A statute must be so construed, if fairly possible, as to avoid not only the conclusion that it is unconstitutional, but also grave doubts upon that score. See Burr v. Florida East Coast R. Co., 77 Fla. 259, 81 So. R. 464; U.S. v. Jin Fuey Moy,241 U.S. 394, 60 L. Ed. 1061, 36 Sup. Ct. R. 658.

Now there is a provision in Section 1 of the Act, Chapter 14575, which affects the second gas tax by requiring it to be apportioned to the several counties in the same manner as the third gas tax is required to be apportioned.

I conclude, therefore, that the second, third and fourth gas tax cannot be supported as a county tax if the funds derived therefrom are to be apportioned in the manner required by the Act because such an apportionment would destroy the constitutional requirement of uniformity in taxation.

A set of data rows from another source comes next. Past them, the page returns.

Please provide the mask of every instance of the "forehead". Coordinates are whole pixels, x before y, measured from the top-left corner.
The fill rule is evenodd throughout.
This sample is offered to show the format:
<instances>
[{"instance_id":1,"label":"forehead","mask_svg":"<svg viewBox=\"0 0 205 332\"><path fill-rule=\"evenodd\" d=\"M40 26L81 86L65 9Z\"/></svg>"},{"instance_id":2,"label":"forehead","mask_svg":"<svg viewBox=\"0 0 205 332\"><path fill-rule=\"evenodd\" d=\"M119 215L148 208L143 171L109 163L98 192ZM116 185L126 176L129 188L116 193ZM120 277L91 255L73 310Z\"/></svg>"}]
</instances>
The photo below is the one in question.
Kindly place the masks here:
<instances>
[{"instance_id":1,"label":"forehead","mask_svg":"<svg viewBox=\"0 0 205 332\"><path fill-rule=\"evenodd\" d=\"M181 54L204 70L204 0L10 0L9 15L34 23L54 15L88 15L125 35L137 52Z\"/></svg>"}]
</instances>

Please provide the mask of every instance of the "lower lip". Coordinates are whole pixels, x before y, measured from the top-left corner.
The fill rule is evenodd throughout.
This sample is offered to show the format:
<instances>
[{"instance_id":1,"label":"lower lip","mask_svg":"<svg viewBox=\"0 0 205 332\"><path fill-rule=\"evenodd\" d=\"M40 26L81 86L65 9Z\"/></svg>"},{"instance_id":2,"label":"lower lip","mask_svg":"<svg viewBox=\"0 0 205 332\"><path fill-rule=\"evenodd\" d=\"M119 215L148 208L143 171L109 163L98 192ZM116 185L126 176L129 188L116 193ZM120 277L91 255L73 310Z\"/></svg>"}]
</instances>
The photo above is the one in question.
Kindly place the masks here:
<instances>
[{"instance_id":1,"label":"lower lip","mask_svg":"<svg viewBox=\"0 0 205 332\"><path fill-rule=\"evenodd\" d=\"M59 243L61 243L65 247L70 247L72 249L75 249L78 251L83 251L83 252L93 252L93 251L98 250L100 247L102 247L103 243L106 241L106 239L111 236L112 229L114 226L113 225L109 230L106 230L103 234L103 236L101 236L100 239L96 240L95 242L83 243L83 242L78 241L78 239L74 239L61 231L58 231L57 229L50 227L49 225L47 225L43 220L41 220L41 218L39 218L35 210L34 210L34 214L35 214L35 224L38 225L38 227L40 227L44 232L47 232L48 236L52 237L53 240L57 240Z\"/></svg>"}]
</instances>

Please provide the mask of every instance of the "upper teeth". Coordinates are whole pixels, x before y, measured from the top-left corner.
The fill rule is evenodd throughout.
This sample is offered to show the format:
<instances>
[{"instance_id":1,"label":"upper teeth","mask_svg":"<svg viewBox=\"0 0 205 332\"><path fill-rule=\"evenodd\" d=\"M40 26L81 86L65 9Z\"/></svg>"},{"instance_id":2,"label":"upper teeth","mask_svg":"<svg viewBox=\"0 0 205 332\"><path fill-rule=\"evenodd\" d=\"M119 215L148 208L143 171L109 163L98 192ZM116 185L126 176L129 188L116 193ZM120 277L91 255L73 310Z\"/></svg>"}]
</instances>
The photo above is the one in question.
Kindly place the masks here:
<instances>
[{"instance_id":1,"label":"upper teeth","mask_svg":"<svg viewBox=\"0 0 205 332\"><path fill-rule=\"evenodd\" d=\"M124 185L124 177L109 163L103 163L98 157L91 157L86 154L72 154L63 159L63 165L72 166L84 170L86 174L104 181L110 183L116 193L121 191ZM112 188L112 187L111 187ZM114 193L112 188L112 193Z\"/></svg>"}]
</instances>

To take money by way of taxation from all the counties of a State, put it into a common fund, and then redistribute it accordingly as a certain character of indebtedness in each county bears to the indebtedness of like character in all counties is to avoid the constitutional requirement of uniformity of taxation, destroy the theory of local self-government by counties and potentially hold one county to a payment in part of the indebtedness of another *Page 130 county. A tax must be laid, said Mr. Justice COOLEY, according to some rule of apportionment; not arbitrarily or by caprice, but so that the burden may be made to fall with something like impartiality upon the persons or property upon which it justly and equitably should rest. A State burden is not to be imposed upon any territory smaller than the whole State nor a county burden upon any territory smaller or greater than the county. People v. Salem, 20 Mich. 452, text 474.

To undertake to sustain the apportionment upon the theory that gasoline is purchased in one county and may be used in driving motor propelled vehicles upon the roads in other counties is to attempt to imprison the delicate softness of a summer night's zephyr in the wide meshes of a tennis net.

The conclusion to which I am forced is that the second, third and fourth gas tax as collected in each county must be paid into the treasury of the county in which collected to be expended in such county upon the indebtedness of such county incurred for road and bridge construction and maintenance.

The one cent per gallon gasoline tax levied by Chapter 14573, Acts of 1929, is a State tax for public free schools and should be apportioned to the counties as directed by Section 7 of Article XII of the Constitution.